6) get 100～120 purpose particles after the grinding and be catalyst prod.

2. Preparation of catalysts method according to claim 1 is characterized in that process 1 described template agent is lauryl amine or tetradecy lamine.

3. Preparation of catalysts method according to claim 1 and 2 is characterized in that the weight proportion of process 1 described each material is:

Tetraethyl orthosilicate: isopropyl alcohol: tetrabutyl titanate: ethanol: template agent: hydrochloric acid: water=1: (0.1～0.4): (0.02～0.2): (1～5): (0.2～0.4): (0.05～0.15): (2～5).

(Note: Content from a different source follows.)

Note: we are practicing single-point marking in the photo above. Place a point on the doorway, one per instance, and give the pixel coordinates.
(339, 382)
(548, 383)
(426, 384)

4. Preparation of catalysts method according to claim 1, the initial compounds that it is characterized in that process 3 described tungsten is ammonium tungstate or sodium tungstate.

5. Preparation of catalysts method according to claim 1 is characterized in that process 3 described cosolvents are oxalic acid or ammoniacal liquor.

6. according to claim 1,4 or 5 described Preparation of catalysts methods, it is characterized in that the initial compounds of tungsten in the process 3 described maceration extracts and the weight ratio of cosolvent are 1: (0.5～5).

7. Preparation of catalysts method according to claim 1 is characterized in that process 5 described sintering temperatures are 300～500 ℃.